Thema hoher Krankenstand & Rezession: Prävention lohnt sich – auch finanziell
Maßnahmen zur Senkung des Krankenstands werden sich rechnen. Das Department of Cardiovascular Disease aus New Orleans errechnete schon 2009, dass Arbeitgebende, die in Gesundheits- und Wellnessinitiativen investierten, nach der Einführung von entsprechenden Programmen Einsparungen von sechs US-Dollar pro investiertem Dollar erzielten.
Die globale Strategieberatung Booz & Company hat für Deutschland berechnet, dass der Return of Invest (ROI) von betriebswirtschaftlichen Präventionsmaßnahmen nach konservativen Berechnungen bei 1: 5 pro investiertem Euro liegt. Andere Kalkulationen gehen sogar von 1:10 aus.

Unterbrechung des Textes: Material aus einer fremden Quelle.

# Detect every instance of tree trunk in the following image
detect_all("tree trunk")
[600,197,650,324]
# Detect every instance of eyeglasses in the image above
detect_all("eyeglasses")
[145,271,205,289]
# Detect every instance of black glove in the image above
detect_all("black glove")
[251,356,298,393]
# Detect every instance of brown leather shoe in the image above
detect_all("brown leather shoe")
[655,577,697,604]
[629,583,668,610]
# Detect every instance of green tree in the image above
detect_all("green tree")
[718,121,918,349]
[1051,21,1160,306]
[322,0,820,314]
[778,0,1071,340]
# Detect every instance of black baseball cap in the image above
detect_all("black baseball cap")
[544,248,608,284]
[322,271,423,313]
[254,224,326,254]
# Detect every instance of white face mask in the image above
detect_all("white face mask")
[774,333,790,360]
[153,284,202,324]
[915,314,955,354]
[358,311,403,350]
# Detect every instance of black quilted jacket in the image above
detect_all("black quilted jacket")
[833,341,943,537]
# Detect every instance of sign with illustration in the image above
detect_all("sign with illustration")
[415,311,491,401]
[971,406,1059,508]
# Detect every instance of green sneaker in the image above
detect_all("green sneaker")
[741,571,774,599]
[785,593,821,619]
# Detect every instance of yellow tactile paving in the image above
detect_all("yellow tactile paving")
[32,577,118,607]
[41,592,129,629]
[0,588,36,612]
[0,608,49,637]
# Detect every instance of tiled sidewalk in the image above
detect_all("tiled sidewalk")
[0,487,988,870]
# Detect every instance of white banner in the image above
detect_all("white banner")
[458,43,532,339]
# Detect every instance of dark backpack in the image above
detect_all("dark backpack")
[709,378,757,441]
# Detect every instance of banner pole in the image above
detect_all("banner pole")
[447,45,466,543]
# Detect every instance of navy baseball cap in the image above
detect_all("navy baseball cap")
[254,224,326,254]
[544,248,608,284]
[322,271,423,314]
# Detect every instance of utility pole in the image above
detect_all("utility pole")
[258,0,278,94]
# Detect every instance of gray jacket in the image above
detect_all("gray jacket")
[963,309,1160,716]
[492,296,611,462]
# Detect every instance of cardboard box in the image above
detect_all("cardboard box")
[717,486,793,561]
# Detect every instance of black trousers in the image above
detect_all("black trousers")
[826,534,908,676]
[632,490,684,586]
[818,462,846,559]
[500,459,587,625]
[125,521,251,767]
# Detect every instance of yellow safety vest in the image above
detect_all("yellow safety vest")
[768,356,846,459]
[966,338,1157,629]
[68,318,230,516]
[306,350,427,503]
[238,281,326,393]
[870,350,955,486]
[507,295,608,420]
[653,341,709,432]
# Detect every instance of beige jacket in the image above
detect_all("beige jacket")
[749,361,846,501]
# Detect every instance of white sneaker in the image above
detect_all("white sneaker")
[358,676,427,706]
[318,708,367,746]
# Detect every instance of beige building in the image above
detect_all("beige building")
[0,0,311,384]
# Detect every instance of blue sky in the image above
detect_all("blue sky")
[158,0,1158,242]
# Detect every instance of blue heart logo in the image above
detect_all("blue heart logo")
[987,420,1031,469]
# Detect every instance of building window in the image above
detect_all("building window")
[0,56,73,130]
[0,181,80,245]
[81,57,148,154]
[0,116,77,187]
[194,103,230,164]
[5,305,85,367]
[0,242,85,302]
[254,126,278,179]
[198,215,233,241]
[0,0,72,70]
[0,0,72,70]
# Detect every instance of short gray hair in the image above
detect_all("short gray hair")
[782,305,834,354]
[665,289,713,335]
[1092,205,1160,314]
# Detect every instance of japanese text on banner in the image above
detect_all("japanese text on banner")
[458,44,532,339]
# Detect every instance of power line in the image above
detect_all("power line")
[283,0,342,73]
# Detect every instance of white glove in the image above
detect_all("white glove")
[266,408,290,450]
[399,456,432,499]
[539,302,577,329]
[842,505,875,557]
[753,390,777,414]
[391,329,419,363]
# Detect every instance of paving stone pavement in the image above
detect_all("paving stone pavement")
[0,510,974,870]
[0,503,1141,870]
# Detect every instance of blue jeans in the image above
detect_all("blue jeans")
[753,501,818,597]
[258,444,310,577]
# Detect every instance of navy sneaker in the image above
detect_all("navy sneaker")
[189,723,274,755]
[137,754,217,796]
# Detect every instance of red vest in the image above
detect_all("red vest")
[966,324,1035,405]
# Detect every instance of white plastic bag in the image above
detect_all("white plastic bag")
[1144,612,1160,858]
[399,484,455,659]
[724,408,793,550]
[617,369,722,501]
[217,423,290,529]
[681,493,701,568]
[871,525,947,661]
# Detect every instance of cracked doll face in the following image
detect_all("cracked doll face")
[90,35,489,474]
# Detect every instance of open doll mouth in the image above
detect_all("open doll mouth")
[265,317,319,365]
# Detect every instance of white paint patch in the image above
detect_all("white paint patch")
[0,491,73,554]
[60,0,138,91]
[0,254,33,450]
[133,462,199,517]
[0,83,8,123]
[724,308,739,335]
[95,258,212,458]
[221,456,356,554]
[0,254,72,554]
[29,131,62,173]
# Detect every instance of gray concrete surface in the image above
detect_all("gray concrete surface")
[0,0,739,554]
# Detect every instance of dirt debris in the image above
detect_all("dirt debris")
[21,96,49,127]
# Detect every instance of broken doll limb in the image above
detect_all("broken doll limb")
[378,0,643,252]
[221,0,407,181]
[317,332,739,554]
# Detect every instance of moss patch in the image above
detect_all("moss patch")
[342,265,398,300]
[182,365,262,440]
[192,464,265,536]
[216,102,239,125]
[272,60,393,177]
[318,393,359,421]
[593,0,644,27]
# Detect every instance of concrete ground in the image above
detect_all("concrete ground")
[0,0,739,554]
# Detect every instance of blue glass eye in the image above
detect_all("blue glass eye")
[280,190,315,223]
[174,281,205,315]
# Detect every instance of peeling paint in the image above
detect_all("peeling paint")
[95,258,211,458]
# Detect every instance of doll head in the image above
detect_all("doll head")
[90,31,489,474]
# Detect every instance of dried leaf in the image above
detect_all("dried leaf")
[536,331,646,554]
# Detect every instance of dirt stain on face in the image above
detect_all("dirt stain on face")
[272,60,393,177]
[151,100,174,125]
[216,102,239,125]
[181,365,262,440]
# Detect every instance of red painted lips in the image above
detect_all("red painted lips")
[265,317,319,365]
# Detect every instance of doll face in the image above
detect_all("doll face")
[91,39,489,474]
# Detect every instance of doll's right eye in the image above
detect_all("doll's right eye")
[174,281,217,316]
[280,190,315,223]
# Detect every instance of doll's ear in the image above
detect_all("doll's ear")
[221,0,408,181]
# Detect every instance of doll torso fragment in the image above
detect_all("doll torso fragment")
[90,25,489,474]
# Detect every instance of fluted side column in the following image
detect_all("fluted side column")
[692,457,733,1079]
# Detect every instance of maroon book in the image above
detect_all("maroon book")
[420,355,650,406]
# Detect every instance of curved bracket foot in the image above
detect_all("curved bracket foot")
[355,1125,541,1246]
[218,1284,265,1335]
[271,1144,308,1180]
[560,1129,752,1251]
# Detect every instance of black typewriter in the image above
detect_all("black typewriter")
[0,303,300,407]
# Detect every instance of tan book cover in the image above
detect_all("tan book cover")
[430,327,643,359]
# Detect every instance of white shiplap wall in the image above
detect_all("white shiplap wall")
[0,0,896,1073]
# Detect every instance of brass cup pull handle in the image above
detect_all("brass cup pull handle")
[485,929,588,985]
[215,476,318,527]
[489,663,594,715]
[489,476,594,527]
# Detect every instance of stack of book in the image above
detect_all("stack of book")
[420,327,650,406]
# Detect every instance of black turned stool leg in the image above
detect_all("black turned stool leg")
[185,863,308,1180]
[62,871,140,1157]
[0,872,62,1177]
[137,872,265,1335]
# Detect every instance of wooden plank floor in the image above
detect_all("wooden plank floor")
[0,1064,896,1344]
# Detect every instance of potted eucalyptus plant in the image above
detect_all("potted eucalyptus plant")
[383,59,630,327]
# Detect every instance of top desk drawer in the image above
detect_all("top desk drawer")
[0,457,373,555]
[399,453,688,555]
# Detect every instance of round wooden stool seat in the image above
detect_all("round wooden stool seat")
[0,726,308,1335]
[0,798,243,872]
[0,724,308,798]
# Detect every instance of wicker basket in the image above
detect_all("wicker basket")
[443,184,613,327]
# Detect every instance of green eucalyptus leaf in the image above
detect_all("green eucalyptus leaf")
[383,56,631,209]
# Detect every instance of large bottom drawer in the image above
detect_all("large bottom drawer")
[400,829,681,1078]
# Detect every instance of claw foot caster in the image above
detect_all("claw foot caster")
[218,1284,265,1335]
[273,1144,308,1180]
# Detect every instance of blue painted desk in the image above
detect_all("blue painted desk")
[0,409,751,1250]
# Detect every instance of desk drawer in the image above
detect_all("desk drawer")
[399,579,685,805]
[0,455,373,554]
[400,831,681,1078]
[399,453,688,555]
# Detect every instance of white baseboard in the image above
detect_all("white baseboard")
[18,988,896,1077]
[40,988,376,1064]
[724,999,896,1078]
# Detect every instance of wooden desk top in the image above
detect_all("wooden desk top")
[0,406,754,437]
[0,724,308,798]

Die betriebliche Prävention zählt damit zu einer der tragenden Säulen des Gesundheitssystems, der Zukunftsfähigkeit der deutschen Wirtschaft und auch der Unternehmen.
Fazit
Ein hoher Krankenstand bei Rezession in Deutschland ist ein Problem, das nicht nur die Wirtschaft, sondern auch die Gesundheit der Menschen betrifft. Wie hoch der wirtschaftliche Schaden ist, darüber gehen die Meinungen auseinander.
Es ist wichtig, dass Unternehmen an präventiven Lösungen arbeiten, um die Gesundheit der Menschen zu fördern und den Krankenstand zu reduzieren.
Durch Vorsorge und Gesundheitsförderung können Unternehmen und Betriebe dazu beitragen, die Gesundheit Ihrer Mitarbeitenden zu verbessern und den Krankenstand zu reduzieren.